Did you actually read the article?

Posted Mar 22, 2012 17:16 UTC (Thu) by wookey (subscriber, #5501)
In reply to: Did you actually read the article? by rqosa
Parent article: Idealism vs. pragmatism: Mozilla debates supporting H.264 video playback (ars technica)

> Patent infringement doesn't just end at the boundary of what you distribute.
I won't believe that unless you cite case law supporting it.
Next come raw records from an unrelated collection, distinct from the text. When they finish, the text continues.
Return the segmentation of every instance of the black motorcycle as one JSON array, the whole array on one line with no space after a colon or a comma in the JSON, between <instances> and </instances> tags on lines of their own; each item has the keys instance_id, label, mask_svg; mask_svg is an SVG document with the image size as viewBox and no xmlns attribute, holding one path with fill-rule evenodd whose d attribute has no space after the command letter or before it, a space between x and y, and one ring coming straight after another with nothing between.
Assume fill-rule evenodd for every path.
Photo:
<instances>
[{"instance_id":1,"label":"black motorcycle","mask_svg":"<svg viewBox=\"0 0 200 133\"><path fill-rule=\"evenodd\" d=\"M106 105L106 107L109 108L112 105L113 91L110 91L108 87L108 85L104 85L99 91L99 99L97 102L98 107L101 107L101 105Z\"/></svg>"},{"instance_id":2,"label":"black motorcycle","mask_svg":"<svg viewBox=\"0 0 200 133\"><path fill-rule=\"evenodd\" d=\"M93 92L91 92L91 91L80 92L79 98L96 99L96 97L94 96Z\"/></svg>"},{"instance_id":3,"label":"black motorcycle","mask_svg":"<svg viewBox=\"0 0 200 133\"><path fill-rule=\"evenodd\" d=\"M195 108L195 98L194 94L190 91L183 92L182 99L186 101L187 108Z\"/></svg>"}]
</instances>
It's called 'contributory infringement': http://www.invention-protection.com/ip/publications/docs/Contributory_Patent_Infringement.html It's designed to stop the case where you copy a device but miss out some vital part that would make it infringing and then get that made overseas or bought from some other supplier. That quite a lot like the case of making your browser with everythig except the codec, which you get from elsewhere. Sucks doesn't it? The whole patent system stinks, but you can't say 'they' don't have the legal angles well lined-up. After all, that is 'their' area of expertise. The MPEG-LA and the whole anti-society effects like this stupid inability to standardise an HTML5 codec simply falls out of the incentives that patents and the legal system provide. If it makes you angry then you are a reasonable person. And yes, I know I haven't provided any case law. I'm not sure that there is any directly-applicable (i.e in the software arena). There may well be, but I'm afraid I have more important work to do than try to search it out right now. My point is there there is potentially-relevant law. gmaxwell isn't just making it up. The law does not work the way a reasonable engineer/person thinks it should in this area.